John McCain also attempted to tap into the country worries about the economy; his call for a halt to the campaign was an attempt to demonstrate to the American people he thought the economy was much more important than even the election. This tactic did not help McCain’s campaign once the consensus in Washington DC broke down and it took a long time to broker a deal both Congressional Democrats and Republican could agree upon.
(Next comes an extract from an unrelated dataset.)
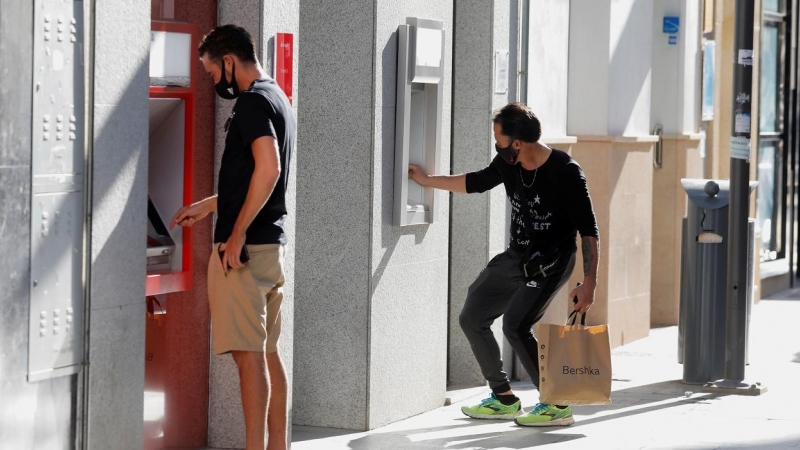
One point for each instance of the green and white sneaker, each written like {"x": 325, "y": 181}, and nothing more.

New Social Media Tactics Were Important For Obama’s Rise To Prominence
While Kennedy’s election heralded the Television era in Presidential politics. I think the Howard Dean campaign in 2004 demonstrated to political campaigners the importance of using social media during the 2008 election. The 2008 Obama campaign showed that social media tools that empower supporters can help candidates gain money and build a powerful political organization for organizing. A vital lesson from the 2008 campaign trail is not a public relations strategy, but the use of social media as a public relations tactic. The Obama campaign used social media to empower people, giving groups of individuals who did not have a voice the power to organize in a way that was difficult to achieve just a few short years ago. Without the use of social media it would have been much tougher for Obama to organize new donors and a political organization beyond the existing political infrastructure within the Democratic Party.
Strategy Took Barack Obama To The White House
I think the use of social media tactics gave Obama the opportunity to compete, but it was his skillful use of political or public relations strategy to the right audience at the right time that got him to the White House.